One thing that this disease has really altered for me is my relationship with others.  I have watched so many of my mother's dear friends disappear one by one until she only has one left. These were her childhood friends, family members, and best friends that spent many years in our lives.  My mother was there for them when no one else was, she was a great friend and a wonderful support person.  I see how these "friends" have turned their back on her and have left her alone.  This once friendly, extremely outgoing person has no one to take her out or spend time with her.  It has made me evaluate my friends and look at my relationships.  I realize that a friendship is not necessarily about spending time or building relationships.  It is about being there for one another through thick and thin.  To shoulder the burden with and help ease the pain.  With all that is happening, I have weeded out those people in my life that are not a support to me.
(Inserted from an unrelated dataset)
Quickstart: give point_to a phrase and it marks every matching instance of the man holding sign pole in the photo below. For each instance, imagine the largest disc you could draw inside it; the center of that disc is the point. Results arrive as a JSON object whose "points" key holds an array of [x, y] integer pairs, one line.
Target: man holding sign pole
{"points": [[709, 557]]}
  Life is so fleeting and so difficult sometimes that I want to spend my energy and love on those that I can trust and rely on. Those where I do not have to guess or deal with games.  I must say that of all the things that this disease has done, the biggest thing is the change it has made in me.  The veil has lifted from my eyes and I have realized much more about people than ever before.  I am much more outspoken and unwilling to be taken advantage of.  I realized for the first time ever, that so many have used me as a mat and that is not what God has intended us to be used for.  Yes, I believe that He wants us to serve others and help others as Jesus did for us.  I do not think, however, He desires us to be in situations that are not edifying to Him or giving Him the glory. I am thankful that God is in my life and I can count on Him or lean on Him.  I also am grateful to Him for all that He has given to me.  He constantly blesses us and I walk with the light of Jesus in my life.  The greatest blessing He has given to me is the closeness of my family.  Although this disease is cruel, it has created a bond between my brother, father, and uncle/aunt, that would never have been possible.  We work as a team and it is refreshing to have them near.  I fear the day when my brother leaves us.  I know that it will happen as he finds a career upon his graduation in December or when he finds that special girl.  I will miss him  terribly though.  Anyway, I have rambled enough tonight.  Night!!